Safyra Primadhyta, CNN Indonesia | Kamis, 09/11/2017 07:16 WIB
BWI Sebut Baru 62 Persen Tanah Wakaf Tersertifikasi Badan Wakaf Indonesia (BWI) mencatat baru 62 persen tanah wakaf di Indonesia yang memiliki sertifikat wakaf atau hanya 350 ribu sertifikat. (CNN Indonesia/M. Andika Putra).
Surabaya, CNN Indonesia -- Badan Wakaf Indonesia (BWI) mencatat baru 62 persen tanah wakaf di Indonesia yang memiliki sertifikat wakaf atau hanya 350 ribu sertifikat. Padahal, luas tanah wakaf di Indonesia mencapai 420 ribu hektare (ha).

Pengurus BWI Iwan Agustiawan Fuad mengungkapkan, sertifikasi tanah wakaf di Indonesia berlangsung lambat salah satunya disebabkan keterbatasan kompetensi pengelola wakaf (nadzir).

"Pada masa-masa awal, memang banyak yang berwakaf itu kepada ustadz atau orang-orang yang dipercaya.

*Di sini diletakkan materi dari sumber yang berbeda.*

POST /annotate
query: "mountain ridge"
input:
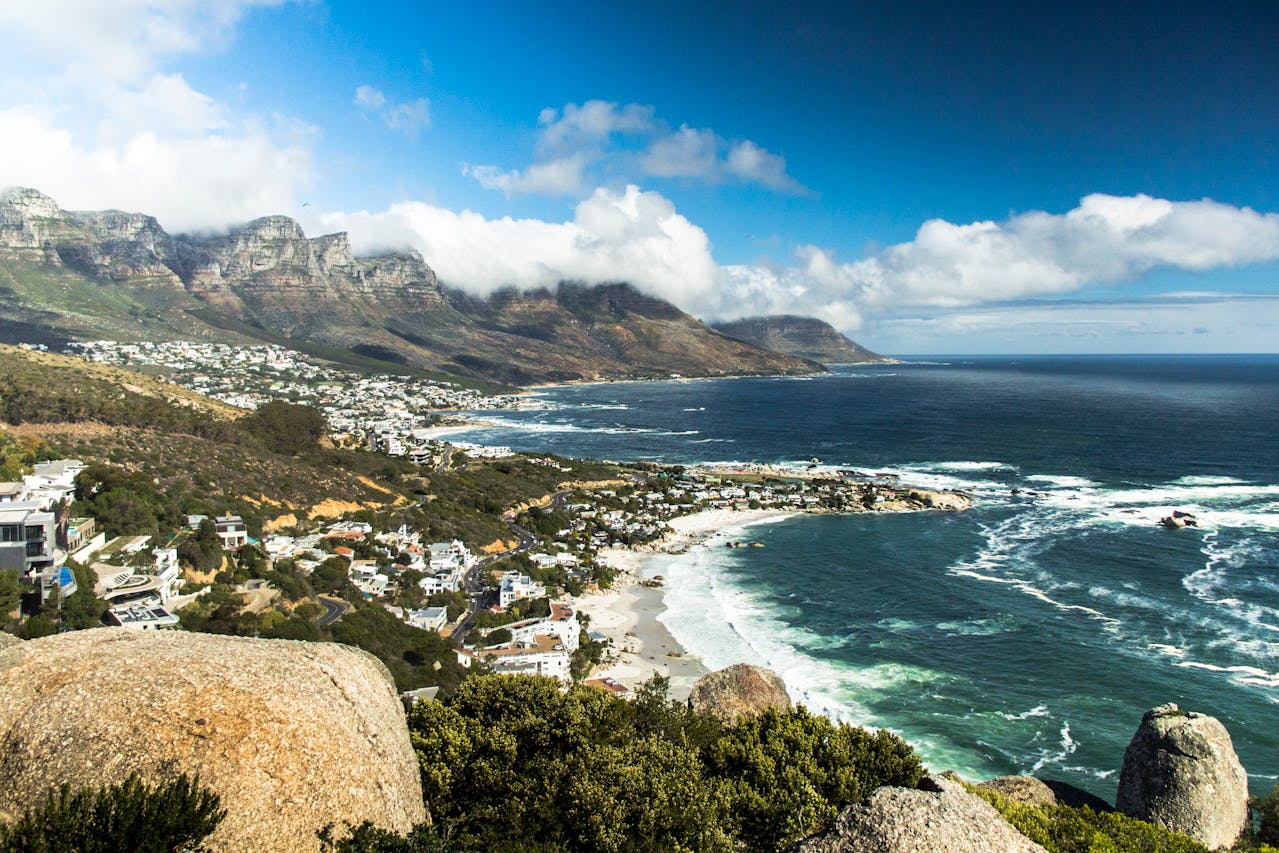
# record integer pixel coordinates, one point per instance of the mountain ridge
(801, 336)
(119, 274)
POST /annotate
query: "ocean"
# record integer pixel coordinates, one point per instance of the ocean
(1027, 634)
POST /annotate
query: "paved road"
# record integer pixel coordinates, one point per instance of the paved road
(334, 610)
(478, 596)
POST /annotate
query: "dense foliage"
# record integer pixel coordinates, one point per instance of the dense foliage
(131, 816)
(285, 427)
(1066, 829)
(513, 762)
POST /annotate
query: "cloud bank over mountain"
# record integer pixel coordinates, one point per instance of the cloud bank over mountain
(640, 237)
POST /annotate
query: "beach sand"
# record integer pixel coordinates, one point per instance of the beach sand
(628, 611)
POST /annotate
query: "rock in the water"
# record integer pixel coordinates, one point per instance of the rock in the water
(943, 817)
(1181, 773)
(1022, 789)
(738, 691)
(292, 735)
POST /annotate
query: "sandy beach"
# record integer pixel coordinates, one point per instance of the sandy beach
(628, 611)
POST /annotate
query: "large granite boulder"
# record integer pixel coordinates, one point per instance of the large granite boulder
(739, 691)
(292, 735)
(1181, 771)
(940, 817)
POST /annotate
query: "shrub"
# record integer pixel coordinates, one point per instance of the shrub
(1066, 829)
(131, 816)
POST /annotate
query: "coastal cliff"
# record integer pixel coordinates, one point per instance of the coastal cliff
(802, 336)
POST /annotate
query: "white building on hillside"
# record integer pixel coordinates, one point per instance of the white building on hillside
(516, 586)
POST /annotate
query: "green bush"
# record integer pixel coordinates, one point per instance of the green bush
(512, 762)
(131, 816)
(1268, 816)
(787, 774)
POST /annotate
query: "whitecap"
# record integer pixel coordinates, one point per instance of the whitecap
(1068, 746)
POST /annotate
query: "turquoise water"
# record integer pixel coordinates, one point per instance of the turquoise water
(1028, 633)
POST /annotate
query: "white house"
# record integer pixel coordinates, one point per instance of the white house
(544, 656)
(562, 626)
(429, 618)
(516, 586)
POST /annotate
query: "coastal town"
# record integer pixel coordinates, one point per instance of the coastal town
(554, 599)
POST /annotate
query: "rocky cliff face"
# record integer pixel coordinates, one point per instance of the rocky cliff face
(739, 691)
(270, 275)
(802, 336)
(290, 735)
(1181, 771)
(940, 817)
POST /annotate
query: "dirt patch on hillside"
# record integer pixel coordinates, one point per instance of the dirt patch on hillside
(62, 427)
(498, 546)
(334, 508)
(279, 523)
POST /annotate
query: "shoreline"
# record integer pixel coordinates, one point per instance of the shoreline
(629, 613)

Sementara itu, mereka memiliki keahlian pengembangan wakaf masih lemah," ujar Iwan dalam konferensi pers di Indonesia Sharia Economic Festival (ISEF) 2017 di Surabaya, Rabu (8/11).



Iwan mencontohkan, seseorang mewakafkan tanah seluas 200 ha di Kalimantan kepada seorang ustadz. Sayangnya, kemampuan ustadz tersebut dalam mengelola aset wakaf lemah. Terlebih, kemampuan finansial ustadz tersebut juga terbatas. Akhirnya, wakaf tanah tersebut terbengkalai.

"Apalagi harus membayar untuk pembuatan sertifikatnya, Pajak Bumi Bangunan yang harus dibayar mencapai Rp75 juta yang dia kesulitan," ujarnya.

Namun demikian, BWI terus mendorong agar setiap tanah wakaf memiliki sertifikat demi kepentingan pengembangan ke depan. Setiap tahun, BWI mengalokasikan sejumlah anggaran untuk membantu pengurusan setifikat wakaf.


Pemerintah juga telah meluncurkan program Prona untuk mempermudah pengurusan sertifikat Tanah.

"Dengan adanya program Prona, kami terus-menerus mendorong agar wakaf bisa terus disertifikatkan semuanya," ujarnya.